Le 23 avril 2015, catégorie : Petites histoires.

intime

Ecriture, photographie, générosité, réception de l’œuvre… l’entretien s’organise en différent thèmes dont l’articulation semble mystérieuse mais qui sont unis entre eux par les réponses de Claude Picasso, observateur attentif de son père et de l’œuvre de son père et témoin scrupuleux de sa propre enfance.  Ainsi, on découvre avec délice la réaction de l’enfant auquel le père a subtilisé ses jouets pour les intégrer dans ses sculptures.  « Je n’étais pas ravi ni enchanté… Car je faisais ce que j’avais à faire avec mes jouets : lui avait des projets avec ces jouets, mais moi aussi ! Ça le faisait rigoler, et puis c’est tout […] » rapporte Claude Picasso.

Le fils de Françoise Gilot se souvient que « [Picasso] faisait des collages de mots, assemblait des images totalement inattendues, un peu comme des touches de couleur, des touches de lumière, des jeux mentaux, de l’esprit… Il a d’ailleurs toujours fait ainsi : des assemblages qui paraissaient hétéroclites mais qui ne l’étaient pas puisqu’il y avait toujours un sens. C’est un peu comme pour les sculptures […]. Il ramassait toutes sortes de trucs et finalement ça ressemblait à quelque chose qui était lié par le plâtre, ça se fondait comme ça. Comme les mots-valises, les sculptures sont des sculptures-valises. »

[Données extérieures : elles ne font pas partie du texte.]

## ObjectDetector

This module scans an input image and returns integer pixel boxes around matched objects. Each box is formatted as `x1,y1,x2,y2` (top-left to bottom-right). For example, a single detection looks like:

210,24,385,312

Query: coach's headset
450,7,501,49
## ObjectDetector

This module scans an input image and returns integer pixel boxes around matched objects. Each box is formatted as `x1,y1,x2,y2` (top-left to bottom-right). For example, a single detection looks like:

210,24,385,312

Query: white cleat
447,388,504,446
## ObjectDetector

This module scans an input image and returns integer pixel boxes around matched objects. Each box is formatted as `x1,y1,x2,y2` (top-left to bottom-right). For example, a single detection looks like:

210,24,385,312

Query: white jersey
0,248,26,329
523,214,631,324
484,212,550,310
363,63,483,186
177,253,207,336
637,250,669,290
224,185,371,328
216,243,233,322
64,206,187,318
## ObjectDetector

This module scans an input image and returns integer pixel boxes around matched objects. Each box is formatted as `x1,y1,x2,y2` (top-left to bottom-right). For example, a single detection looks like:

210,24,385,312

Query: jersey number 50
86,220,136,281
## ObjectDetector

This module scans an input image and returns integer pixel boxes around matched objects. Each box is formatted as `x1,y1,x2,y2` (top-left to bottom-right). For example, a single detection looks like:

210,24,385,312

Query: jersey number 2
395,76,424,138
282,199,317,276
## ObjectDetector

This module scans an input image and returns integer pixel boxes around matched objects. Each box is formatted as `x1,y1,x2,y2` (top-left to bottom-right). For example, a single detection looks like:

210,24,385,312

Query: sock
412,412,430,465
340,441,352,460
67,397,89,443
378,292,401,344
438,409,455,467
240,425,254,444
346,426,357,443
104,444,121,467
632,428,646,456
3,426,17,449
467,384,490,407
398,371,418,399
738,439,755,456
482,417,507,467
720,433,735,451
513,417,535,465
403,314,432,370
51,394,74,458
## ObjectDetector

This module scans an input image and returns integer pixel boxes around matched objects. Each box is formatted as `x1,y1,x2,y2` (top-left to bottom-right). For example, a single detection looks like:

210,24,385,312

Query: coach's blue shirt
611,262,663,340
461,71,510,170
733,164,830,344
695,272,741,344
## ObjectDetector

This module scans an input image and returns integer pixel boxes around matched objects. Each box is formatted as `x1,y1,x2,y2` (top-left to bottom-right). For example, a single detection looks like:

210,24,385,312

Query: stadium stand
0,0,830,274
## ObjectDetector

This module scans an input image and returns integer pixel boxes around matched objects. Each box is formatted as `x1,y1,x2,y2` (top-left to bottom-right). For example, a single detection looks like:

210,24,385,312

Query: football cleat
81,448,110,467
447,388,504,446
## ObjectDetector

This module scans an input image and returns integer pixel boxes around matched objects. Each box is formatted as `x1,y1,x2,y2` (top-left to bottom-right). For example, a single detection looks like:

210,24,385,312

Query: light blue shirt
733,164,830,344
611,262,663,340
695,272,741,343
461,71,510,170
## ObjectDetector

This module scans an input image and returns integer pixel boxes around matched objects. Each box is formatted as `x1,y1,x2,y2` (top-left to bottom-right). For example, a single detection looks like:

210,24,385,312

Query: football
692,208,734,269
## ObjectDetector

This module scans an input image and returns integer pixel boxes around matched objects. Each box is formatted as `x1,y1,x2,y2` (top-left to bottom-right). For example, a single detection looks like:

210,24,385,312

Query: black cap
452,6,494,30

Plus tard, il pointe la simplicité de Picasso créant un rapport inattendu avec les goûts de l’artiste en matière de…  nourriture ! « Toujours très simple : des œufs frits, des boudins, des petites brochettes de poisson […] Il prenait souvent une petite soupe dans laquelle il y avait trois fois rien. Mais quand du monde venait le voir, on allait au restaurant, il emmenait tout le monde dans des restaurants formidables, mais lui prenait quelque chose de très simple. » Mais cette simplicité s’exprime aussi dans les rapports généreux qu’il entretient avec ses amis. «Dali m’a raconté une histoire. A Paris, il venait constamment voir Picasso, ils parlaient… Il disait toujours : ‘Moi, ce que je dois faire c’est aller à New-York, là-bas j’aurai un grand succès, les gens vont me comprendre. ‘ Alors, un jour, Picasso lui demanda : ‘Mais combien ça coûte d’aller à New-York ? Pourquoi tu m’embêtes avec ça ? ‘ ‘ 3500 dollars. Je veux y aller, je veux faire ma vie là-bas. ‘ Aussi sec, il est allé chercher l’argent et l’a donné à Dali en lui disant : ‘Vas-y ! ‘ C’est comme ça que Dali est parti à New-York. Et Dali m’a dit trente-cinq ans après : ‘ Je suis vraiment honteux, c’est horrible, tu sais que je ne l’ai jamais remboursé !’.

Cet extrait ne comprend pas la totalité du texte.